= Leigh Lisker =

American linguist

Leigh Lisker (December 7, 1918 – March 24, 2006) was an eminent American linguist and phonetician. Most of his career was spent at the University of Pennsylvania, where he was a professor and then emeritus professor of linguistics. Dr. Lisker received his A.B. in 1941, with a major in German, his M.A. in 1946, and a Ph.D. in 1949 in linguistics. He was a major figure in phonetics, working both at the University of Pennsylvania and at Haskins Laboratories in New Haven, CT, where he was a senior scientist from 1951 until the end of his life.
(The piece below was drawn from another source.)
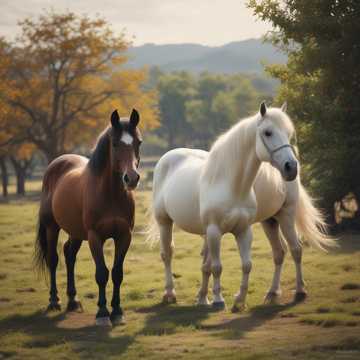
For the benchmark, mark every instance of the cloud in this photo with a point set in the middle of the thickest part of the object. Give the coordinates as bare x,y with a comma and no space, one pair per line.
174,21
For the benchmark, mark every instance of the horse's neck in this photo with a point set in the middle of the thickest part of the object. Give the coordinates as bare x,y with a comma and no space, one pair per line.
242,164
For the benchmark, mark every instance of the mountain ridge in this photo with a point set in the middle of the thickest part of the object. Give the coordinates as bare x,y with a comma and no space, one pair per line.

He collaborated with several phoneticians, principally Arthur S. Abramson . He is best known for his work, done mostly in conjunction with Abramson, on voice onset time. Dr. Lisker also made important contributions to Dravidian linguistics, including the book Introduction to Spoken Telugu (Telugu), and did research comparing phonetic and phonological perceptions on the part of linguistically naive and linguistically sophisticated speakers of different native language backgrounds. He conducted such studies in collaboration with Dr. Abramson of the University of Connecticut, Bh. Krishnamurti of University of Hyderabad, India, Adrian Fourcin of University College London, and Mario Rossi of the Institut de Phonétique at the Université de Provence, Aix-en-Provence.

==Selected publications==

- Lisker, L. Minimal cues for separating /w,r,l,y/ in intervocalic position. Word, 1957, 13, 257-267.
- Lisker, L. Linguistic segments, acoustic segments and synthetic speech. Language, 1957, 33, 370-374.
- Lisker, L., Cooper, F.S., & Liberman, A.M. The uses of experiment in language description. Word, 1962, 18, 82-106.
- Lisker, L. & Abramson, A.S. A cross-language study of voicing in initial stops: acoustical measurements. Word, 1964, 20, 384-422.
- Lisker, L. & Abramson, A.S. Distinctive features and laryngeal control. Language, 1971, 47, 767-785.
- Lisker, L. On time and timing in speech. In T.A. Sebeok (Ed.), Current Trends in Linguistics, Vol. 12, The Hague: Mouton, 1974, 2387-2418.
- Lisker, L. The pursuit of invariance in speech signals. JASA, 1985, 77, 1199-1202.
- Lisker, L. "Voicing" in English: A catalogue of acoustic features signaling /b/ versus /p/ in trochees. Language and Speech, 1986, 29, 3-11.